Now I also have my mother’s cookbook. She only had one. There are asterisks next to her favorite recipes as well as few she never made. Her favorite is Chicken Cacciatore. That’s the dish she made for special occasions. She was always very proud of the finished dish. After grandma died, mom taught herself to cook by carefully reading and following the instructions. She wasn’t taught to cook as a kid. Her mother, an overworked domestic, didn’t want that life for her. She wanted mom to get an education and go into business. Mom would personally shop for and assemble all the ingredients. Everything had to be on the table before she began. She came late to cooking. There wasn’t any improvisation. She didn’t know what to substitute if an item wasn’t there.
Mom’s cookbook is the Better Homes & Gardens Complete Step-By-Step Cook Book. It has 122 cooking techniques and each introductory section is followed by recipes. The forward is on target as it sums up what I call “rut cooking,” making the same old thing because you are unfamiliar with other foods and techniques. I still put mom’s cookbook on the counter even though I’ve long since memorized lots of the recipes. That’s how I learned and I recently continued the tradition with my granddaughter when we made Chicken Cacciatore for Sunday dinner.
So welcome to Community Green Cooks as we begin with Chicken For A Month of Sundays: Chicken Cacciatore. Let’s explore life and a different chicken recipe for the next 30 weeks: A Month of Sundays. Let’s learn some techniques and explore culinary combinations that make eating a pleasure. Life isn’t a chicken in every pot, but chicken is a cook’s blank canvas. Let’s get cooking.
Technique: Braising chicken*
2 tablespoons cooking oil
2 medium onions, cut in ¼-inch slices
2 cloves garlic, minced
1 2½- to 3-pound broiler-fryer chicken, cut up
1 16-ounce can tomatoes, cut up
1 8-ounce can tomato sauce
1 teaspoon salt
1 teaspoon dried oregano or basil, crushed
1/2 teaspoon celery seed
1/4 teaspoon pepper
1 or 2 bay leaves
¼ cup dry white wine
Hot cooked rice
- In a large skillet heat oil; add onions and garlic. Cook over medium heat till onions are tender.
- Remove onions; set aside.
- Rinse chicken pieces; pat dry. Add more cooking oil to skillet, if needed. In same skillet over medium heat, brown chicken pieces for 15 minutes, turning as necessary.
- Return the cooked onions to the skillet.
- Combine undrained tomatoes, tomato sauce, salt, oregano or basil, celery seed, pepper, and bay leaves. Pour over chicken in skillet. Cover; simmer 30 minutes.
- Stir in wine; cook, uncovered, over low heat 15 minutes longer, turning occasionally.
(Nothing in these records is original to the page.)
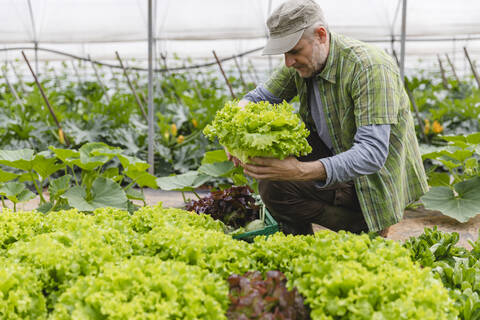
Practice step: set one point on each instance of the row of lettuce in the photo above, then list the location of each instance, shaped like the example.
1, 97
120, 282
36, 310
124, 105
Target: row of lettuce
97, 175
162, 263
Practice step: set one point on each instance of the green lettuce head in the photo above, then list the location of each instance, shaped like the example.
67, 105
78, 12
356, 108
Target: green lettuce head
259, 130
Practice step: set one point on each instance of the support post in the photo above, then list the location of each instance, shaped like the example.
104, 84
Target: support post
151, 131
20, 81
60, 130
404, 36
134, 92
76, 71
417, 113
442, 72
107, 97
224, 75
412, 101
472, 66
11, 87
453, 68
254, 71
240, 72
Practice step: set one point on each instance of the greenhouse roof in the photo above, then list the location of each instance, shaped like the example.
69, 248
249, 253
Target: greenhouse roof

- Chicken is done when it is easily pierced with a fork.
- Skim fat; remove bay leaves. Transfer chicken and sauce to a serving dish. Serve with hot cooked rice. Makes 4 servings.
*A classic braise is done with a relatively whole cut of meat, and the braising liquid will cover 2/3 of the product while in the pan. Then, the dish is covered and cooked at a very low simmer, until the meat becomes so tender that it can be ‘cut’ with just the gentlest of pressure from a fork (vs., a knife).